Unions launch fight against NB pension reform

New Brunswick unions challenge a law they say violates bargaining rights, seeking its repeal

Unions launch fight against NB pension reform

In New Brunswick, three public-sector unions have initiated a legal battle against the Higgs government's pension reform, asserting it infringes on their collective bargaining rights, as reported by CBC News.

The Canadian Union of Public Employees (CUPE) locals 2745 and 1253, along with the New Brunswick Council of Nursing Home Unions, have taken their grievances to the Court of King's Bench on January 30.  

They seek a ruling that the Pension Plan Sustainability and Transfer Act, which mandates their participation in a shared-risk pension system, is unconstitutional.   

The unions contend that the Act and its regulations significantly disrupt their charter-protected right to negotiate freely.  

According to their statement of claim, the province's unilateral actions have violated the terms of their existing collective agreements, which assured the continuation of their pension plans for the duration of these agreements. 

 The controversy peaked during a Dec. 12 legislative session, where the Progressive Conservative majority passed the disputed law amid vocal protests from union members in the public gallery, challenging the decorum of the proceedings. 

 The background of the conflict traces back to 2014 when Blaine Higgs, then the finance minister and now the premier, introduced the shared-risk pension model.  
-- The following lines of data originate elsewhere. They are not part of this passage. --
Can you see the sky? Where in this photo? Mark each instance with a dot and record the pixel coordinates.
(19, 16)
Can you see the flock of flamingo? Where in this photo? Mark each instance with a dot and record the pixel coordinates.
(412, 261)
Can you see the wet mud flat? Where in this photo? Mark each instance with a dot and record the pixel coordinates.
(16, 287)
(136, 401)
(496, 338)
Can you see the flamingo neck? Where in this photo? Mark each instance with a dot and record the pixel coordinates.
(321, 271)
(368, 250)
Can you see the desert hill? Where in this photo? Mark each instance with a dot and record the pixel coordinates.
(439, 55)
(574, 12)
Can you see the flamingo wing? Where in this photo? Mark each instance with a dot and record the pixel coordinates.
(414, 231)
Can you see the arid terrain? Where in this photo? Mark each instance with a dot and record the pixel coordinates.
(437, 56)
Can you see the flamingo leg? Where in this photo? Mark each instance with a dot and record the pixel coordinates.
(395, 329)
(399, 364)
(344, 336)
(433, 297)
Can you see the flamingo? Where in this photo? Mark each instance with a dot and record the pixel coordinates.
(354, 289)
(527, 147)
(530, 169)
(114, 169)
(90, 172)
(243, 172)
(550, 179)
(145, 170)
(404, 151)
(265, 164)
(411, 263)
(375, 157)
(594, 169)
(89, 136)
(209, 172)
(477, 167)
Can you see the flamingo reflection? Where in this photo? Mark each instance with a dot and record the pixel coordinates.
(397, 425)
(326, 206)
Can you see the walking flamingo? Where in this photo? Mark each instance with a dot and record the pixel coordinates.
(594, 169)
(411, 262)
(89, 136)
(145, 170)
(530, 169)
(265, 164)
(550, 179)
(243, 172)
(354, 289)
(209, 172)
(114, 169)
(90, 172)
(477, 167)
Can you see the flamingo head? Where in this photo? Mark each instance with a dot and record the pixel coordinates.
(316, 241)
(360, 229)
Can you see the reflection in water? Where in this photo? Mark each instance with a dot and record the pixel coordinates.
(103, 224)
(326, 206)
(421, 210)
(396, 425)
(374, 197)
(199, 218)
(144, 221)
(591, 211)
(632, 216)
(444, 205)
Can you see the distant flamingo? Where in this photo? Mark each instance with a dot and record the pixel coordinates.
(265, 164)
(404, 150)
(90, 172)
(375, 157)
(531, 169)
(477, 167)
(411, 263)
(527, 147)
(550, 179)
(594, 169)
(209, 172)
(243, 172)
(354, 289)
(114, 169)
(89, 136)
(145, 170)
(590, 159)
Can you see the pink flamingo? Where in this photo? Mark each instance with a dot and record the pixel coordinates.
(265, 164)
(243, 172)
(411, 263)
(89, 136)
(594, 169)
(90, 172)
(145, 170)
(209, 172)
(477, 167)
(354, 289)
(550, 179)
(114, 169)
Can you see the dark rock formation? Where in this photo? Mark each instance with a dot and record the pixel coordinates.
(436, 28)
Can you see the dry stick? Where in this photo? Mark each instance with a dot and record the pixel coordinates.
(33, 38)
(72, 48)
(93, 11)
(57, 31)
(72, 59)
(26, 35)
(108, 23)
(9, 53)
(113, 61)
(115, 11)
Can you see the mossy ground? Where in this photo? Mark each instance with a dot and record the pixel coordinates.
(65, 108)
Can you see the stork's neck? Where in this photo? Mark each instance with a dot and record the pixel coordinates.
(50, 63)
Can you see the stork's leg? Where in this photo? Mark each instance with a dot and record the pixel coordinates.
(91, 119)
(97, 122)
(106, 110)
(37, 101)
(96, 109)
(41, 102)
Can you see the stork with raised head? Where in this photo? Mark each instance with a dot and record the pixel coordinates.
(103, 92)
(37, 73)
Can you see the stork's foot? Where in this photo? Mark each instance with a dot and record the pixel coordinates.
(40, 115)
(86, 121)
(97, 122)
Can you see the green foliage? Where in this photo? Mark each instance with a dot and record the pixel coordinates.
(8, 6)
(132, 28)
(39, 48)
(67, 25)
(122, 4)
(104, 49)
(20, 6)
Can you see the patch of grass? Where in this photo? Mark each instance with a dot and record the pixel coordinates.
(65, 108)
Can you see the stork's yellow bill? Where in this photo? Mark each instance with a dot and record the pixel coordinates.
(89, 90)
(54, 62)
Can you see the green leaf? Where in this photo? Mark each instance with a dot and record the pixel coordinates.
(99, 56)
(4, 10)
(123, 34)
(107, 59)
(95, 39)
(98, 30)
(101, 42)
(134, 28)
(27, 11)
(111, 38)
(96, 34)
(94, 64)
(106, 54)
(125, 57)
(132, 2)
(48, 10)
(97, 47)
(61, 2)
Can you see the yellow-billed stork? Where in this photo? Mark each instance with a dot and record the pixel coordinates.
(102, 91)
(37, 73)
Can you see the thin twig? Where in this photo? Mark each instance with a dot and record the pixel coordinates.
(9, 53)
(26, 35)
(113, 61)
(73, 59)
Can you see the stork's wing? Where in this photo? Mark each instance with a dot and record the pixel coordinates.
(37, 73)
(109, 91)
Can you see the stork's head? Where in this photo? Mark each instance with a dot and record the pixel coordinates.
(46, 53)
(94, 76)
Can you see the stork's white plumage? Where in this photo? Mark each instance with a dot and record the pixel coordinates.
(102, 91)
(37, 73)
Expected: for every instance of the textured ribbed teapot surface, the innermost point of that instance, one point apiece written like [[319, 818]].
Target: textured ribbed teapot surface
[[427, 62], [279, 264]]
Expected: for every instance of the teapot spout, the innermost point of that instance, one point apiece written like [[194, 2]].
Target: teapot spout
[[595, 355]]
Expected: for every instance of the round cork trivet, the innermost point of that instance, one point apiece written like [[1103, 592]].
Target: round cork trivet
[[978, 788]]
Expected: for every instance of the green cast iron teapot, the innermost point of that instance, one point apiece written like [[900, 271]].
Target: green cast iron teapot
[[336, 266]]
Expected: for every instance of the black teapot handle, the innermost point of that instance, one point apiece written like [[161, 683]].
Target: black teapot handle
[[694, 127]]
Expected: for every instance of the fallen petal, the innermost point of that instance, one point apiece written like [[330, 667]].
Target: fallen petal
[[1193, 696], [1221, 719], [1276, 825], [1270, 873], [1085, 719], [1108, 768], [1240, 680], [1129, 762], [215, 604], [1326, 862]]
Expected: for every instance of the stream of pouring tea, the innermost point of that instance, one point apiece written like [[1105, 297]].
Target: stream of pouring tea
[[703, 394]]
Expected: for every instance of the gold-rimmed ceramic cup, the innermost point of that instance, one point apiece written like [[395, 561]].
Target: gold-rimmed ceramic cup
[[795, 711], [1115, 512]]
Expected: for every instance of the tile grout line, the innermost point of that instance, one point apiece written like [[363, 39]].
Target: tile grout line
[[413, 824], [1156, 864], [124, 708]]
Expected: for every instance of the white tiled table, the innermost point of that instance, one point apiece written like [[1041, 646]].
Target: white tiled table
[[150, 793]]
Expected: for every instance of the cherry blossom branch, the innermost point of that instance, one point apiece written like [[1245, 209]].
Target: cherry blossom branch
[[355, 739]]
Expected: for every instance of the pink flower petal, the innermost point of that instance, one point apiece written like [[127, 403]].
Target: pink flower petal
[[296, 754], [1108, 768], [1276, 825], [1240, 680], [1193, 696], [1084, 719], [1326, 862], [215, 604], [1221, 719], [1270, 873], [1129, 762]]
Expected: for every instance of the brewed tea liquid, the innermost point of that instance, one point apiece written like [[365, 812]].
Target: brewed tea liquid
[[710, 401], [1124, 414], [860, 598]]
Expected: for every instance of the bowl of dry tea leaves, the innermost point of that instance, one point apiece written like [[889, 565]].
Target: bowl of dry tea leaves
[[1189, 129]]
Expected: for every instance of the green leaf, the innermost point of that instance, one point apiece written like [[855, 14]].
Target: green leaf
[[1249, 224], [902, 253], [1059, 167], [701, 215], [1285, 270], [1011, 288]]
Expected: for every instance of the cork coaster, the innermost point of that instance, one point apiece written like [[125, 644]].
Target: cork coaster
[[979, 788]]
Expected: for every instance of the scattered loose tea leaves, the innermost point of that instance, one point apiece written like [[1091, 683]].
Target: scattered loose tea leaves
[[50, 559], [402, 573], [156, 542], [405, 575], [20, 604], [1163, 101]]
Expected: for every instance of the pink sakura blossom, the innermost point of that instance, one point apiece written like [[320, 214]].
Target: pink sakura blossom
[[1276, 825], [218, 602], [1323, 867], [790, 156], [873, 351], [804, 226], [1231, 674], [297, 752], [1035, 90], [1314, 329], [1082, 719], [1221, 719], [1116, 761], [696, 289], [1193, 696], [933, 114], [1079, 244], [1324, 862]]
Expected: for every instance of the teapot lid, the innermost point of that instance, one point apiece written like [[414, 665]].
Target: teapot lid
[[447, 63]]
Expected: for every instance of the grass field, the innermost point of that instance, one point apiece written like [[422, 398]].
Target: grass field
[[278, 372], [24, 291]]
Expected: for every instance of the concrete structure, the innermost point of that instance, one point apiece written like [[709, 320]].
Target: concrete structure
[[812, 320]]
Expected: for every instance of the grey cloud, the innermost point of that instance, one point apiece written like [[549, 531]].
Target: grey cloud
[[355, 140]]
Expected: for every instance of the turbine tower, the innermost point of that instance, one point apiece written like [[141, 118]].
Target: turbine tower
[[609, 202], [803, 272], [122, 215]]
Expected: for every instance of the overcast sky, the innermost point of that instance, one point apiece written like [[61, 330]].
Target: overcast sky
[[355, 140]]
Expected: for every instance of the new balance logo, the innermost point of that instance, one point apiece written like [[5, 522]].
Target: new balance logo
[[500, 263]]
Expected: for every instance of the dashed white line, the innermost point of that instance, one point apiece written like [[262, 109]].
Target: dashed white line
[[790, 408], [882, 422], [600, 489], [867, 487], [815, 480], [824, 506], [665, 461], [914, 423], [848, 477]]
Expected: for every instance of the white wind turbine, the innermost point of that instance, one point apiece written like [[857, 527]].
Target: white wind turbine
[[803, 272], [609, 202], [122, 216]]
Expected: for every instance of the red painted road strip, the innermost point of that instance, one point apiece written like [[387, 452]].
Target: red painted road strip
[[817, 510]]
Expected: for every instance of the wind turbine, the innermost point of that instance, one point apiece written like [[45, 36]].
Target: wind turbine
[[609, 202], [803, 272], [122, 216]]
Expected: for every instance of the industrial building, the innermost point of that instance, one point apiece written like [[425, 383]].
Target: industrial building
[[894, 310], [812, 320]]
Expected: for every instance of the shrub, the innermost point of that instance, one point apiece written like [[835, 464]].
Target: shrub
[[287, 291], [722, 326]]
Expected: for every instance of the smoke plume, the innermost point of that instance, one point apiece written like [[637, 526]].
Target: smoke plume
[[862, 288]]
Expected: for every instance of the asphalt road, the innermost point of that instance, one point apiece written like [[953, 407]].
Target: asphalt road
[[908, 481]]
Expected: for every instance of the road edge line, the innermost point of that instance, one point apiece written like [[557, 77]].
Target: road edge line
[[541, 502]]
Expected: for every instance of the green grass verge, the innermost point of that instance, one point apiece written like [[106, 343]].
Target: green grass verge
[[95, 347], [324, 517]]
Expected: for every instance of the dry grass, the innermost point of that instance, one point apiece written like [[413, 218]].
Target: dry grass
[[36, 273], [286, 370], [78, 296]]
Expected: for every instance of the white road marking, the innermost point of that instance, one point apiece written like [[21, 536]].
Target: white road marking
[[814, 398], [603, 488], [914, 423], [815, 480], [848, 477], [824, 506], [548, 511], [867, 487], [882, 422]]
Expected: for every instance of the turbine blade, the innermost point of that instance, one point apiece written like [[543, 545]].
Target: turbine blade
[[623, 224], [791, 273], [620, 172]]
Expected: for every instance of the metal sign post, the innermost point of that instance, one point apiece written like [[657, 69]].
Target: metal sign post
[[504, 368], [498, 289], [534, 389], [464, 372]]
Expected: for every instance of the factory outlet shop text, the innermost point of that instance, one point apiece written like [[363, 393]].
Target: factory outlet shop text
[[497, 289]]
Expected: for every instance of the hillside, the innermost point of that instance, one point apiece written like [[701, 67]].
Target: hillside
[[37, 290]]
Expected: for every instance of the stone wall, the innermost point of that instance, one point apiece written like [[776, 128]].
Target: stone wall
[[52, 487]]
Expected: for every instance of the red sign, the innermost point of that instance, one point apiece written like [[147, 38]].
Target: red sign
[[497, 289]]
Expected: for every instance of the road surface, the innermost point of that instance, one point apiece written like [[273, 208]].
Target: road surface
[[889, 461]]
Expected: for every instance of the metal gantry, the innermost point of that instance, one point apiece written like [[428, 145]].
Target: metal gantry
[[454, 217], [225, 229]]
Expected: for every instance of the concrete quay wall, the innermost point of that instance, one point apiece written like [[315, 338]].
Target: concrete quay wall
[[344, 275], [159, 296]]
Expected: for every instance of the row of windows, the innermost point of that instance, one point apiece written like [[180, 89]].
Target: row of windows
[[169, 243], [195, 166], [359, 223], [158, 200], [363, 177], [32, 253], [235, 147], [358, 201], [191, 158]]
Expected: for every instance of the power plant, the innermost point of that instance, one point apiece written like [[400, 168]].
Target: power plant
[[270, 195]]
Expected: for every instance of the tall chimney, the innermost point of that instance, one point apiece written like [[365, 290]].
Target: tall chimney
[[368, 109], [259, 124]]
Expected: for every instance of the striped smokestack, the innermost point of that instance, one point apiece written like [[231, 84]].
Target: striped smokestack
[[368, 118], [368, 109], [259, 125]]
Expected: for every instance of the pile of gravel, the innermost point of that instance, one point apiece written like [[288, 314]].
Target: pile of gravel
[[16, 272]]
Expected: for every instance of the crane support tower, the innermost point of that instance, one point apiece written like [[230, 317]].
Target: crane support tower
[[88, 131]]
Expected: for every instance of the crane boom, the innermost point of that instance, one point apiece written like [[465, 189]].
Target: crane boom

He managed to incorporate several public-sector groups into this system, but resistance persisted among certain CUPE locals, especially during the 2021 strike negotiations.  

A temporary resolution was reached through a side agreement on pensions, yet the premier accused the unions of stalling the process last November, leading to the enactment of the contentious legislation.   

The unions now seek an injunction to halt the pension plan transition and a judicial declaration of the Act's unconstitutionality. The injunction hearing is scheduled for March 12-13, while the premier's office has yet to comment on the matter.